5 Create Time Series Features

train_pjme_copy = train_pjme.copy()
test_pjme_copy = test_pjme.copy()

trainX, trainY = create_features(train_pjme_copy, target_variable='PJME_MW')
testX, testY = create_features(test_pjme_copy, target_variable='PJME_MW')
trainX

trainY

6 Fit the Model

xgb = XGBRegressor(objective= 'reg:linear', n_estimators=1000)
xgb

xgb.fit(trainX, trainY,
        eval_set=[(trainX, trainY), (testX, testY)],
        early_stopping_rounds=50,
        verbose=False) # Change verbose to True if you want to see it train

7 Get Feature Importance

feature_importance = plot_importance(xgb, height=0.9)
feature_importance

8 Forecast And Evaluation

predicted_results = xgb.predict(testX)
predicted_results

timeseries_evaluation_metrics_func(testY, predicted_results)

plt.figure(figsize=(13,8))
plt.plot(list(testY))
plt.plot(list(predicted_results))
plt.title("Actual vs Predicted")
plt.ylabel("PJME_MW")
plt.legend(('Actual','predicted'))
plt.show()

test_pjme['Prediction'] = predicted_results
pjme_all = pd.concat([test_pjme, train_pjme], sort=False)
pjme_all = pjme_all.rename(columns={'PJME_MW':'Original_Value'})

Overview_Complete_Data_And_Prediction = pjme_all[['Original_Value','Prediction']].plot(figsize=(15, 5))

Let’s have a look at the smallest date for which predictions were made.
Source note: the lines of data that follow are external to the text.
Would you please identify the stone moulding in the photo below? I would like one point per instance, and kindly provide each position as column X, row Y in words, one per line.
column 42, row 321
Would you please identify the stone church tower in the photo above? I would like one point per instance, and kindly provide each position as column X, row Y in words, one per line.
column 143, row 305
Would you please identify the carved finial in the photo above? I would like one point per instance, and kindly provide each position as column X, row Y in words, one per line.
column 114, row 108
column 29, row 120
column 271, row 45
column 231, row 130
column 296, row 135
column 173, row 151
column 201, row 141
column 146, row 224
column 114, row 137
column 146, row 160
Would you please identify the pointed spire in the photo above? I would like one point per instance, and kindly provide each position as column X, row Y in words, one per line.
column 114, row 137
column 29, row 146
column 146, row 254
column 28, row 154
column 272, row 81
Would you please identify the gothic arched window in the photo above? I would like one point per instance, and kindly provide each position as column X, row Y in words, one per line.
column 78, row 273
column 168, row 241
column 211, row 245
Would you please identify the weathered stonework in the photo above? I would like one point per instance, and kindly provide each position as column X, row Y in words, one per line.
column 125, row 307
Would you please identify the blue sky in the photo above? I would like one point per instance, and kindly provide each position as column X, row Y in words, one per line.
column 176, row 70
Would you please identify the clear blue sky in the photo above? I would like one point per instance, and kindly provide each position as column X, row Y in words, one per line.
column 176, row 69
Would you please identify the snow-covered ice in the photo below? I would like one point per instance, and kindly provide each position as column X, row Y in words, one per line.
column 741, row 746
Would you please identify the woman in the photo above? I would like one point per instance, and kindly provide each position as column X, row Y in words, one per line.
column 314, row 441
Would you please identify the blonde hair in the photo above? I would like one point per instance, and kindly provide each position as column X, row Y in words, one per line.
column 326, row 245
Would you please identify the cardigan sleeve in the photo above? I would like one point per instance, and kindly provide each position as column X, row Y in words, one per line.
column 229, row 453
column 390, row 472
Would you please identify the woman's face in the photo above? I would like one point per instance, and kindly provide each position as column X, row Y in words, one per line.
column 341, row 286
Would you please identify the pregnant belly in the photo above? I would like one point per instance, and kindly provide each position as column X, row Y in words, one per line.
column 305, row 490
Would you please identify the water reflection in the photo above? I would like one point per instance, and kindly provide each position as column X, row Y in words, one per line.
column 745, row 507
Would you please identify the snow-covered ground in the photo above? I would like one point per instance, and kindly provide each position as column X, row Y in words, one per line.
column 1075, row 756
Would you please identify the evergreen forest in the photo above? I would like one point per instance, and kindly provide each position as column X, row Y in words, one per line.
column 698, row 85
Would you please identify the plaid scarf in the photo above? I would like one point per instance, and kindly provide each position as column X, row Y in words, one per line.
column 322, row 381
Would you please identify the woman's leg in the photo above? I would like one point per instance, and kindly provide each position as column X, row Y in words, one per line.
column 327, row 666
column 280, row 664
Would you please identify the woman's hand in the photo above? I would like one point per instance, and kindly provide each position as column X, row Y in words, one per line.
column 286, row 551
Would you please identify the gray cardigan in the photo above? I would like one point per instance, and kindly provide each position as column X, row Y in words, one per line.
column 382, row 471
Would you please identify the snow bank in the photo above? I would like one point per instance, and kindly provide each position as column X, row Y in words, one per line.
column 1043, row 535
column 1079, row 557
print('Smallest date for which predictions were made: ' )
print(str(test_pjme.index.min()))

# Plot the forecast with the actuals for Mai
f, ax = plt.subplots(1)
f.set_figheight(5)
f.set_figwidth(13)
Overview_Mai_2015 = pjme_all[['Prediction','Original_Value']].plot(ax=ax,
                                                                   style=['-','.'])
ax.set_xbound(lower='2015-05-01', upper='2015-06-01')
ax.set_ylim(0, 60000)
plot = plt.suptitle('Mai 2015 Forecast vs Actuals')

# Plot the forecast with the actuals for the first week of Mai
f, ax = plt.subplots(1)
f.set_figheight(5)
f.set_figwidth(13)
Overview_Mai_2015 = pjme_all[['Prediction','Original_Value']].plot(ax=ax,
                                                                   style=['-','.'])
ax.set_xbound(lower='2015-05-01', upper='2015-05-08')
ax.set_ylim(0, 60000)
plot = plt.suptitle('First Week of Mai 2015 Forecast vs Actuals')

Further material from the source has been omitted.